En avril 2010, ils obtiennent du tribunal de commerce de Marrakech des saisies conservatoires des avoirs et des biens de la filiale du groupe, Riviera Invest Maroc. Les créanciers sont nombreux : outre les banques, l’architecte Mohammed Guessous, proche de la famille Tabarot, leur réclame aussi 1,4 million d’euros. En juin 2010, les victimes obtiennent de rencontrer le procureur général. « La justice marocaine nous a surpris par son sérieux et sa rapidité, poursuit Me Escobar. La justice espagnole n’est pas préparée aux dossiers économiques complexes malgré sa police spécialisée. »

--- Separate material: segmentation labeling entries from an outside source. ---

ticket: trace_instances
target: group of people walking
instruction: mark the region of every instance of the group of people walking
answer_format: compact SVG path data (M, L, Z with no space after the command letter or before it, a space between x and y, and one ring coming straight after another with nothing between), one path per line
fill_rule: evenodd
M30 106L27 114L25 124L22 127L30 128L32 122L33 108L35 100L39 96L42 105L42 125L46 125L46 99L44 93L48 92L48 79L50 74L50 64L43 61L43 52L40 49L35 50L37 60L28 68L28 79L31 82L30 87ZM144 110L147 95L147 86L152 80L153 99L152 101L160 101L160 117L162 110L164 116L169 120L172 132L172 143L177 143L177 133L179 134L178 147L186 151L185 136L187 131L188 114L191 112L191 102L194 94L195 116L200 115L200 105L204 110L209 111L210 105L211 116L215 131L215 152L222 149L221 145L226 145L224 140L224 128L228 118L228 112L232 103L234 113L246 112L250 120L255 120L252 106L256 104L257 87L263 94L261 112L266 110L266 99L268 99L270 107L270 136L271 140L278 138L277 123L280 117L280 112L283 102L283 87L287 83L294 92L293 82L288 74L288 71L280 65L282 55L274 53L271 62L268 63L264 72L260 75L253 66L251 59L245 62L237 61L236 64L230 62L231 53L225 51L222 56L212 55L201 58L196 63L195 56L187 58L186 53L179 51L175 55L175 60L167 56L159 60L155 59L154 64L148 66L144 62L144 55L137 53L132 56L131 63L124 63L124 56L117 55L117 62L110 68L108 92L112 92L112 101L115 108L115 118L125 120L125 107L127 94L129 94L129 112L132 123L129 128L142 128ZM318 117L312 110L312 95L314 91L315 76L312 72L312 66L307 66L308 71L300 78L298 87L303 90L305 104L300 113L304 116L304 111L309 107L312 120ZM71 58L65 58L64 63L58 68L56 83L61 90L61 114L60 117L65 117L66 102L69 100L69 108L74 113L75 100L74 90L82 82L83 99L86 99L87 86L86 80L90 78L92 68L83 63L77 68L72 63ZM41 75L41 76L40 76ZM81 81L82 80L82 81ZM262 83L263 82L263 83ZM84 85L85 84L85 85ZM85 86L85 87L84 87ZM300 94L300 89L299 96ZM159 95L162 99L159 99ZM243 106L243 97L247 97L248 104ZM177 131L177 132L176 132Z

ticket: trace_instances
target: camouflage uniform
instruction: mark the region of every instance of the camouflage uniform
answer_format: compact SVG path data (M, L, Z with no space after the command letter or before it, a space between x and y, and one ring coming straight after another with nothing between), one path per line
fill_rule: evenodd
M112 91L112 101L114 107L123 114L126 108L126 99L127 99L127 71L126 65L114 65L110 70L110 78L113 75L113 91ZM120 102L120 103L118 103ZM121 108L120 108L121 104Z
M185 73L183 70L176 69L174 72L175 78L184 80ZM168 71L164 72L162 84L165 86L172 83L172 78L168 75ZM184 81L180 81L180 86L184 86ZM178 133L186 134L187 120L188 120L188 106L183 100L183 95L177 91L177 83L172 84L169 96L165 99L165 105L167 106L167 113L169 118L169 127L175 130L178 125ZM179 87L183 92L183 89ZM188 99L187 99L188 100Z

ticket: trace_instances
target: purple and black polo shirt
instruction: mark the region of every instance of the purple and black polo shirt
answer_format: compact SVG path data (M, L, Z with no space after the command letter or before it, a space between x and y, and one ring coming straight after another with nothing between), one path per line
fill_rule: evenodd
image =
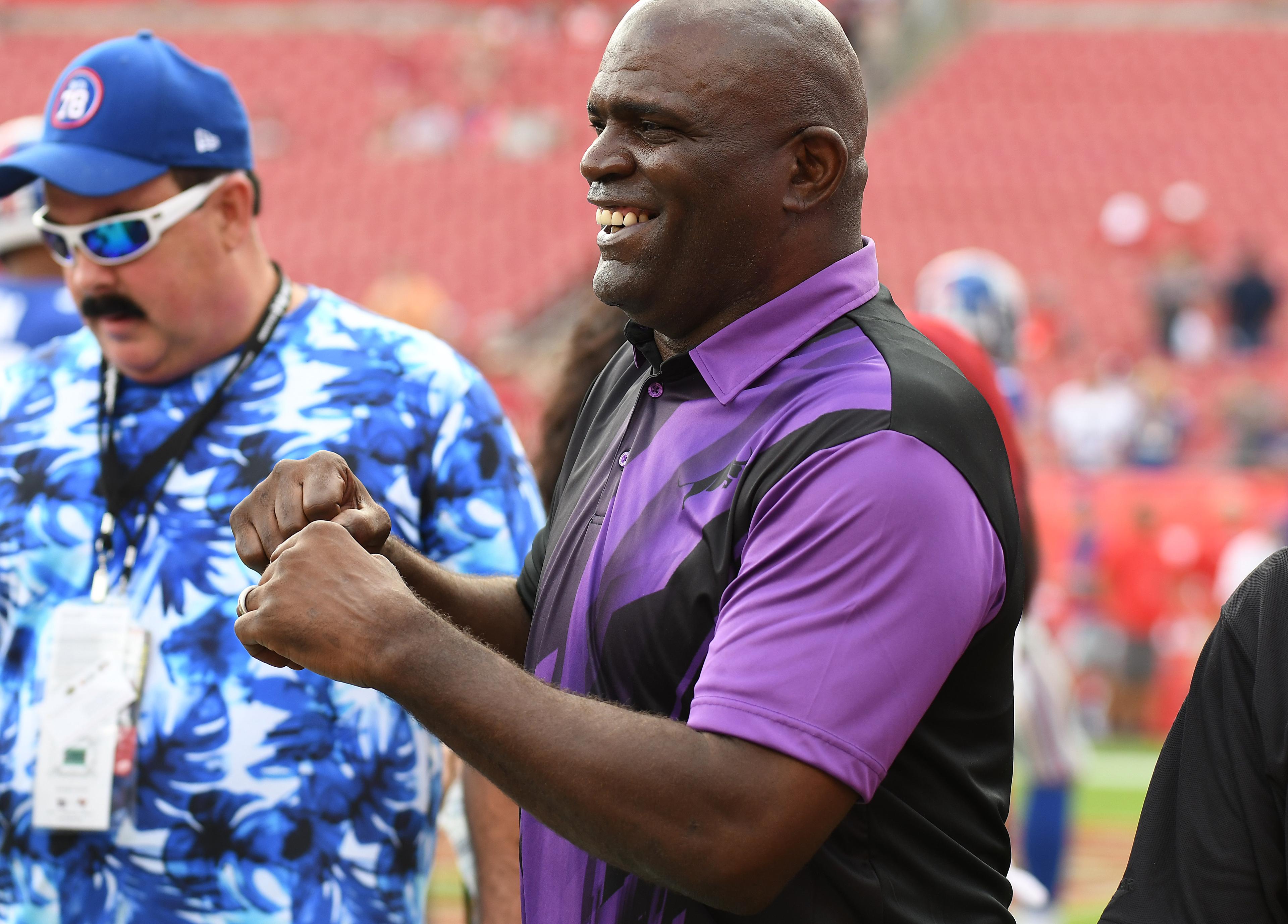
M757 921L1010 921L1023 599L987 402L873 244L595 381L519 579L542 680L772 747L859 799ZM528 924L732 920L523 816ZM739 919L741 920L741 919Z

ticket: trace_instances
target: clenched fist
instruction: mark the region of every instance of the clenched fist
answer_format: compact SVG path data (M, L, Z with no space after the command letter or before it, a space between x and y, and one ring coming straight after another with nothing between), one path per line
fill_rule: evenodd
M313 522L276 548L236 630L274 668L379 688L433 619L389 559L339 523Z
M389 539L389 514L335 452L277 463L229 518L237 555L260 573L282 543L319 521L339 523L372 554Z

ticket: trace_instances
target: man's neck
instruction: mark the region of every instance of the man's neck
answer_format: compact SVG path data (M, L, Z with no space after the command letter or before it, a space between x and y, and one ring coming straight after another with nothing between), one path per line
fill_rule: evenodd
M658 353L662 354L662 361L665 362L672 356L688 353L699 343L724 330L734 321L746 317L761 305L769 304L779 295L791 291L800 284L818 276L828 267L835 265L840 260L844 260L846 256L850 256L862 249L863 237L859 235L858 245L853 247L840 249L835 253L818 249L814 251L815 255L813 255L813 259L806 258L804 260L786 260L779 272L774 273L765 285L757 286L751 291L746 291L728 304L717 308L715 312L708 314L703 322L692 330L685 331L683 335L667 336L666 334L654 330L653 343L657 344ZM818 256L817 254L823 255Z

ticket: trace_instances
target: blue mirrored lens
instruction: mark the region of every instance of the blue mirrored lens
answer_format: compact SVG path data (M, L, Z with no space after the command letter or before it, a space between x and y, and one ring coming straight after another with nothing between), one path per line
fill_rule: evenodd
M64 260L70 260L72 258L72 251L67 249L66 237L55 235L52 231L41 231L40 236L45 238L45 246L62 256Z
M111 222L86 231L81 235L81 240L94 256L104 259L129 256L148 242L148 226L138 220Z

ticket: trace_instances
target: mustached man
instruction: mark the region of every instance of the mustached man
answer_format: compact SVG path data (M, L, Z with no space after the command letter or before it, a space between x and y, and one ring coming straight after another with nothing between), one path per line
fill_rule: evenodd
M246 653L229 513L328 448L492 575L541 505L474 369L270 260L252 169L228 80L148 32L72 61L0 161L0 196L44 180L86 325L0 380L0 920L421 920L439 746Z

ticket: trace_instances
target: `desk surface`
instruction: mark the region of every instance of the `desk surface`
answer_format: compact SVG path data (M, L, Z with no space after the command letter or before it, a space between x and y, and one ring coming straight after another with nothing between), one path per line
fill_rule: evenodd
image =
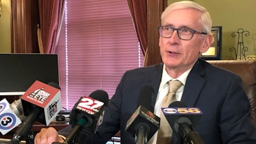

« La lenteur de la justice espagnole, je l’ai toujours attribuée aux connexions politiques des Tabarot », juge Miguel Cancela. Un non-lieu a même été délivré début 2011, avant qu'il ne soit cassé par les juges de la chambre pénale de l’Audiencia nacional, qui ont ordonné la poursuite de l’enquête, en juillet 2011.
BOITE NOIRENouveau volet de notre enquête sur Michèle Tabarot, menée depuis plusieurs mois, dans les Alpes-Maritimes ainsi qu'à Alicante et Benidorm, en Espagne (retrouvez nos précédents volets ici).
À nouveau contacté sur son portable le 11 juillet, Roch Tabarot, comme la fois précédente, n'a pas donné suite à notre demande. Sollicité à de multiples reprises depuis plusieurs mois, Frank Mezzasoma, le conseiller de Michèle Tabarot, avait refusé tout entretien. Rencontrée en janvier à Paris, puis contactée à nouveau en juin, Michèle Tabarot avait refusé de nous répondre et nous avait renvoyés vers son avocat (lire notre article).